By Sen. Orrin G. Hatch

Published: Monday, Dec. 20 2010 12:00 a.m. MST

Judge Henry Hudson's ruling striking down Obamacare's individual insurance mandate shows what a year and a few constitutional principles can accomplish. A year ago, liberal politicians and pundits scoffed at the mere suggestion that there was anything the federal government could not do. Today, Judge Hudson is only the first federal judge to say that, yes, the Constitution sets real limits on Congress.

Liberty requires limits on government, limits that government itself does not control. Congress' authority to pass legislation, for example, must come from at least one of the powers listed in Article I of the Constitution. Those powers, however, do not mean whatever Congress wants them to mean. Our liberty requires that the Constitution control Congress, not the other way around.

The constitutional question is whether any of these enumerated powers authorize Congress to require that individuals purchase health insurance or pay a fine. The only potential candidates are the power to tax and the power to regulate interstate commerce. Last year, to get the legislation passed, liberals denied that the fine is a tax and made sure that the law calls it a "penalty" and exempts those failing to pay it from the punishment that applies to tax evaders. But today, to defend the legislation in court, the Obama administration argues that the penalty is a tax after all. Judge Hudson called this disingenuous argument "a transparent afterthought" and no court has agreed with it; some have declined to address it at all.

The only enumerated power that anyone seriously argues can justify the insurance mandate is the power to regulate interstate commerce. The Constitution gives Congress the power to regulate interstate "commerce," which the Supreme Court in 1824 defined in terms of commercial and related activity. In the 1930s, the Supreme Court expanded this category to include activities that substantially affect interstate commerce. Every commerce clause case ever decided by the Supreme Court, or by any federal appeals court for that matter, has involved an activity in which individuals chose to engage.

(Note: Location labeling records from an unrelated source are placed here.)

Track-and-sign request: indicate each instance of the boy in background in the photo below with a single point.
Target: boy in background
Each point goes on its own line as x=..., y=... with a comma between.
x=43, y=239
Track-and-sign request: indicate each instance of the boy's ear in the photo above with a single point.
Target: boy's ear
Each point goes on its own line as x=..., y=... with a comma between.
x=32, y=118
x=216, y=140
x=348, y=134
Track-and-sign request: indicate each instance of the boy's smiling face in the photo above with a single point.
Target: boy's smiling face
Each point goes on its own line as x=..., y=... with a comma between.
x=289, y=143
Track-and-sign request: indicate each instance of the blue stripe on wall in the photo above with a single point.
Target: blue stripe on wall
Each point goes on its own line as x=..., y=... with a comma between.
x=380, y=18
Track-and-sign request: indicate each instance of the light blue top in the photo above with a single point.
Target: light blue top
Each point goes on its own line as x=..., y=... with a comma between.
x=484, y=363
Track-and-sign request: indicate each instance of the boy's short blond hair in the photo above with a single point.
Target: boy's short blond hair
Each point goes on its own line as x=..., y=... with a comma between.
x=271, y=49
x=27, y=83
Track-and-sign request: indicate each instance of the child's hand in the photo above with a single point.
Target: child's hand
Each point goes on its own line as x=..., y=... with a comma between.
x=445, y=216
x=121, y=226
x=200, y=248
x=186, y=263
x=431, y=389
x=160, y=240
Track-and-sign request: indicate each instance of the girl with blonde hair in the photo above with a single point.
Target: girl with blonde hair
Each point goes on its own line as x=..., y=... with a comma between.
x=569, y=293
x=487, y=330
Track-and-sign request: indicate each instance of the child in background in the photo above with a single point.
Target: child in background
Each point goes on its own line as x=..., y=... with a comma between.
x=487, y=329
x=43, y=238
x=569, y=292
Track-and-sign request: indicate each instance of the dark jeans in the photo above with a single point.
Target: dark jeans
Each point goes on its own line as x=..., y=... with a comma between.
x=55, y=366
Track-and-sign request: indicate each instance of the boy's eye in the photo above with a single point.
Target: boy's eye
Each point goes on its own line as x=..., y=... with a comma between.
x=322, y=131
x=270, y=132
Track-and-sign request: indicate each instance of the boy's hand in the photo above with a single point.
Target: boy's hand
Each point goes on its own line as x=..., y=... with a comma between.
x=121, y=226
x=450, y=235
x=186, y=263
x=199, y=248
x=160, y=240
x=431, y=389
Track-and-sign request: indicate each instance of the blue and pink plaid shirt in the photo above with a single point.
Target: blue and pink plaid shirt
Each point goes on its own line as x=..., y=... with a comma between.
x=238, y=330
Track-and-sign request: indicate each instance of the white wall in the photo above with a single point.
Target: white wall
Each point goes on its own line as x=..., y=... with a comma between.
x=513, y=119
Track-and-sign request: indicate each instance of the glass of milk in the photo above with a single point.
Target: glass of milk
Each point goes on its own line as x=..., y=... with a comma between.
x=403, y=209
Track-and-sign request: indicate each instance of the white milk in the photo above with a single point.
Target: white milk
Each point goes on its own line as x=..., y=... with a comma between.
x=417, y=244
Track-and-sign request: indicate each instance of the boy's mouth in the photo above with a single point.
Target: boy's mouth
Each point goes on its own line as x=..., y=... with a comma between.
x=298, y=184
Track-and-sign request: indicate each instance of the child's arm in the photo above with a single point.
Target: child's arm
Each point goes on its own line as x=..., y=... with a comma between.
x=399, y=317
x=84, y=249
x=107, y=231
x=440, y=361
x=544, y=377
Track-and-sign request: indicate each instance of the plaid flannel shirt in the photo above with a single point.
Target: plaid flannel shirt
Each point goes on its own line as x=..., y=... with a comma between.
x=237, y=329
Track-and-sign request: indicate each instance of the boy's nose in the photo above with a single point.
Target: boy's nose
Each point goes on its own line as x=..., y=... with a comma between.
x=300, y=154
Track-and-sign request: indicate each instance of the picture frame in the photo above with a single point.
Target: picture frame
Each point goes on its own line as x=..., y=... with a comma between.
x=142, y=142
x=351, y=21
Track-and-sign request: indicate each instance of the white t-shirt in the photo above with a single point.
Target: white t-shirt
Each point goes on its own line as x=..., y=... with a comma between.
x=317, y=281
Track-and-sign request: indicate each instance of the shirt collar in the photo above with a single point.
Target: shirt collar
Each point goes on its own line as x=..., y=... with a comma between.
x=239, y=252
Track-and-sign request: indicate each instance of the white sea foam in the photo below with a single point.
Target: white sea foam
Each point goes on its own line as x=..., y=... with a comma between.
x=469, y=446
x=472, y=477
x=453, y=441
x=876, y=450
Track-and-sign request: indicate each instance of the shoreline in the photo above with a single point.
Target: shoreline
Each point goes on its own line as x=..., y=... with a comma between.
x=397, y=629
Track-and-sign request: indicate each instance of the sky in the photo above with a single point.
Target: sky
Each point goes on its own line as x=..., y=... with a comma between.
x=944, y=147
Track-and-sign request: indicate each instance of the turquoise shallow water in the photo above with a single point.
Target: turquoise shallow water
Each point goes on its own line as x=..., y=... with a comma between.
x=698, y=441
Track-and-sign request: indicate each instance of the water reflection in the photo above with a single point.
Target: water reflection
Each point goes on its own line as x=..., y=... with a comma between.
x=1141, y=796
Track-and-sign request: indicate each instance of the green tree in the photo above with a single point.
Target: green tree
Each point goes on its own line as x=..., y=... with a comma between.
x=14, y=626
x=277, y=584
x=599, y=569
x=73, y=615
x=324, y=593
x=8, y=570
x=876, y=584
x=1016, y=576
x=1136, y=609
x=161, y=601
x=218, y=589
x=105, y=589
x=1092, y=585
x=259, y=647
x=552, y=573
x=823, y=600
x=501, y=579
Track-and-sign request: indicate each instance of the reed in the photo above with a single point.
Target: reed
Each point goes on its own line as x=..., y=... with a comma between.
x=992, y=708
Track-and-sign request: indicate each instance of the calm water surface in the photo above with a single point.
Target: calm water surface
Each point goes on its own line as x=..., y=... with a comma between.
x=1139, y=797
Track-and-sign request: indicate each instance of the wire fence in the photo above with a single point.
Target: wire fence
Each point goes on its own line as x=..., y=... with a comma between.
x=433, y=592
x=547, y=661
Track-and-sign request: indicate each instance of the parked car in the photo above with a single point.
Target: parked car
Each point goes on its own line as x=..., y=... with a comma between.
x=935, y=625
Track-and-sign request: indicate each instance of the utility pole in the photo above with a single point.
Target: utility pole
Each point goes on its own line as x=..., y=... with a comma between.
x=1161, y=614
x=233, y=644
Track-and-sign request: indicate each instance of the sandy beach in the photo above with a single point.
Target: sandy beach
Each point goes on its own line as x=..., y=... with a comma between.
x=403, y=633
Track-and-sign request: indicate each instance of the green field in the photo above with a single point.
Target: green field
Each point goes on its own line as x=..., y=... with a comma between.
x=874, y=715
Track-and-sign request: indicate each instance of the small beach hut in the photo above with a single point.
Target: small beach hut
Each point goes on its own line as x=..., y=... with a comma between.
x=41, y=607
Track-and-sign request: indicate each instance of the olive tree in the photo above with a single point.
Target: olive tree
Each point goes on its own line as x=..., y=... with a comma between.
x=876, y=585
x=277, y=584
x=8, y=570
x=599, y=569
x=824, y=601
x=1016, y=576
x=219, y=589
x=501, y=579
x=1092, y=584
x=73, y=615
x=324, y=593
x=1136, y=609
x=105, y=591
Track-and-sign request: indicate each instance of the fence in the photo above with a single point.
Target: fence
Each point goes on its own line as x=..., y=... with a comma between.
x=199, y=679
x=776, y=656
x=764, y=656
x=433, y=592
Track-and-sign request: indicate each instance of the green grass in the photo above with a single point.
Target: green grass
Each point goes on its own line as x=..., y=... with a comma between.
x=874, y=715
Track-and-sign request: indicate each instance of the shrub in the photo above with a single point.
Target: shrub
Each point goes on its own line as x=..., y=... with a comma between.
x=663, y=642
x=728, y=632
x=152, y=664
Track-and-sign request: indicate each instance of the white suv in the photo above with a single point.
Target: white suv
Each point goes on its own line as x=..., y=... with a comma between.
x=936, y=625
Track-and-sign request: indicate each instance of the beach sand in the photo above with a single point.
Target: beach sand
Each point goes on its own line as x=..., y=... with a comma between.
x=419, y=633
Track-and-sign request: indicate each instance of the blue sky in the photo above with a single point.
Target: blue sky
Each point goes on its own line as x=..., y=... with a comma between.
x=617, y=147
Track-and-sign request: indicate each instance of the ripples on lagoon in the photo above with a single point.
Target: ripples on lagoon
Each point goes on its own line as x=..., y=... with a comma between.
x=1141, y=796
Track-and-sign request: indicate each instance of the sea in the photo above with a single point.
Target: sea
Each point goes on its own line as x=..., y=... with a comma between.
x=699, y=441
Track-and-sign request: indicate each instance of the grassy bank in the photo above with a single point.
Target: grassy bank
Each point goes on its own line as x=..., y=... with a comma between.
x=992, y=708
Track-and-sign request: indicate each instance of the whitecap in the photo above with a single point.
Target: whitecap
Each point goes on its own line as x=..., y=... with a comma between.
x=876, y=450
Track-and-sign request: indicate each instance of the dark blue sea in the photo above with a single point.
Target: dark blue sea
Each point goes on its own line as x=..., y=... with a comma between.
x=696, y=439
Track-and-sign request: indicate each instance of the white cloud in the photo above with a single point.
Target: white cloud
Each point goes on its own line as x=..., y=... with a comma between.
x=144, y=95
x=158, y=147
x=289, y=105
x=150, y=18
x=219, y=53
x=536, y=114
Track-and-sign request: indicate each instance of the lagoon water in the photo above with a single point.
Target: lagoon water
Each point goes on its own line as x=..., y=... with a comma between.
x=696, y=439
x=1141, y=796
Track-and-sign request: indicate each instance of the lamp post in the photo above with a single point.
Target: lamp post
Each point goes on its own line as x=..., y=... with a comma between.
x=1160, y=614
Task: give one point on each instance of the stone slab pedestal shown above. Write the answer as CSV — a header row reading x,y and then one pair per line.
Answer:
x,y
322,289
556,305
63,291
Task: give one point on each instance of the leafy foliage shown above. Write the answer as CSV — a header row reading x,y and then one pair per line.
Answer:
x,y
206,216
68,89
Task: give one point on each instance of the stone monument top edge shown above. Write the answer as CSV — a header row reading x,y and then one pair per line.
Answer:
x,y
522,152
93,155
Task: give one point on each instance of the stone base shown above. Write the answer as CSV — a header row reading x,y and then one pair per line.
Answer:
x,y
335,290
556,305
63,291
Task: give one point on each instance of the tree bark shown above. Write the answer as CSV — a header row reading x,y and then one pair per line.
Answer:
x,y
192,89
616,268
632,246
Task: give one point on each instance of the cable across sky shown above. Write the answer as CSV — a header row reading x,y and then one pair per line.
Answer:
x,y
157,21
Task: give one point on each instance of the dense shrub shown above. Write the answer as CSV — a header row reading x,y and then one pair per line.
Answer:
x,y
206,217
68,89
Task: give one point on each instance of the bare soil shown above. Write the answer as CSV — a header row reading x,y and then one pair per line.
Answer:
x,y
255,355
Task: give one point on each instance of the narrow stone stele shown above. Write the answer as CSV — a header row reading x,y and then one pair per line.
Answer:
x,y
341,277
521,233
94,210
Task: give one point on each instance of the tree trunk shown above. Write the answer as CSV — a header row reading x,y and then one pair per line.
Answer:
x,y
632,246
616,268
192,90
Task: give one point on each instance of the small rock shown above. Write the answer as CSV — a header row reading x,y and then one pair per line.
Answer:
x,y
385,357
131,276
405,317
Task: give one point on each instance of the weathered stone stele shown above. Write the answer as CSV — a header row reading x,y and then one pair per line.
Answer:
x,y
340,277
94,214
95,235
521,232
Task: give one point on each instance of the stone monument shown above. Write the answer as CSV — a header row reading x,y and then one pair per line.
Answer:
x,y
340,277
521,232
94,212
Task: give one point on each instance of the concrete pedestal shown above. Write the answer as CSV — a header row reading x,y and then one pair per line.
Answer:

The Obamacare insurance mandate is not in this category at all. Rather than regulating activity in which individuals choose to engage, Obamacare regulates the decision itself. Rather than a person's choice triggering the regulation, Obamacare make the choice for them. Even the first judge to uphold the insurance mandate called this "an issue of first impression" and distinguished between economic activity and economic decisions. Before Judge Hudson, the Obama administration argued that "economic decisions" are "economic actions" that can be regulated. Reacting to Judge Hudson's ruling, Stephanie Cutter wrote on the White House blog that the law seeks to regulate "economic decision making."